Searching for history in St. Louis River mud

By KBJR News 1

July 2, 2014 Updated Jul 2, 2014 at 9:42 PM CST

Duluth, MN (NNCNOW.com) --- The St. Louis River has an industrial history that's still haunting the waterway.

Now research is being done to figure out what was normal on the river before extreme pollution occurred.

"This river before the... especially back in the 60's and 70's looked terrible, there was oil, there was scum, people saw foam on the river" said Diane Desotelle of the Minnesota Pollution Control Agency.

It's a situation that the St. Louis River has been recovering from across generations. Looking at the water today, it's not as easy to see the destruction that was caused, but if you look under the water...

Senior Research Assistant at NRRI, Euan Reavie and his team have been pulling history from the bottom of the St. Louis River in the form of sediments.

"A big focus of the work that we do is actually using algae. Algae species in particular which can tell us about environmental condition"
said Senior Research Assistant at NRRI, Euan Reavie.

Algae species under the name of diatoms have left fossils that settle into the sediment.

"We find hundreds and hundreds of diatoms for each of these slides and each of them means something a little bit different for the core and will hopefully tell us something about the water quality" said Research Assistant, Elizabeth Alexson.

"These diatoms leave tracers of the conditions as they evolved over time and what we did" said Research Fellow, Lisa Allinger.

What we did was industrialize much of the area around the waterway.
The sediment will show researchers up to 300 years of data going back well before European settlers came to the Northland.
The river has been on the rebound since water treatment facilities and other environmental practices have been put in place, but researchers hope the sediment will reveal the baseline to which they hope the river will rebound.
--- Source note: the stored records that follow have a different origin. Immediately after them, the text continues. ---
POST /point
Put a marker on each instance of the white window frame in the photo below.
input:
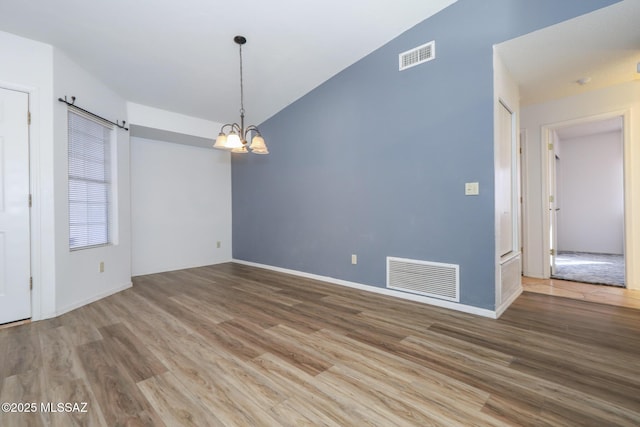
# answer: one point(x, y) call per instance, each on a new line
point(90, 181)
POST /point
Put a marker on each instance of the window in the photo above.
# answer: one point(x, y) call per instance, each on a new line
point(89, 181)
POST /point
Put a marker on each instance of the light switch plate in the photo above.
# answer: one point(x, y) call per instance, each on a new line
point(471, 188)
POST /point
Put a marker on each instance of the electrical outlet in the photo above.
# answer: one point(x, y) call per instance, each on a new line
point(471, 188)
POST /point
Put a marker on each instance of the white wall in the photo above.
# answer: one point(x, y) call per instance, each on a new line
point(615, 100)
point(181, 206)
point(28, 66)
point(78, 279)
point(590, 194)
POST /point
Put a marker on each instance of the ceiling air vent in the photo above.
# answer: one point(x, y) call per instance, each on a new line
point(417, 56)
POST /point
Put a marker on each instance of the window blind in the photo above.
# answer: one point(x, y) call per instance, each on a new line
point(89, 181)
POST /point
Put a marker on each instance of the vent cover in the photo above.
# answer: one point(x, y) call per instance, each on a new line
point(431, 279)
point(417, 56)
"We don't have that nail in the coffin that tells us that indeed we have rehabilitated this ecosystem. It is much better than it than it used to be and we have dealt with these beneficial use impairments" said Reavie.

The river is currently listed as an area of concern by the Minnesota Pollution Control Agency. The data found will help shape policy around the river and ultimately answer the big question...

"Have we shown significant enough rehabilitation of the ecosystem that we can delist it as an area of concern?" said Reavie.

That answer will come in the future after scientists fully understand the past.

Researchers expect their analysis of data will be complete in about a year and a half. From there, the MPCA and EPA will use the data to make policy decisions about the river.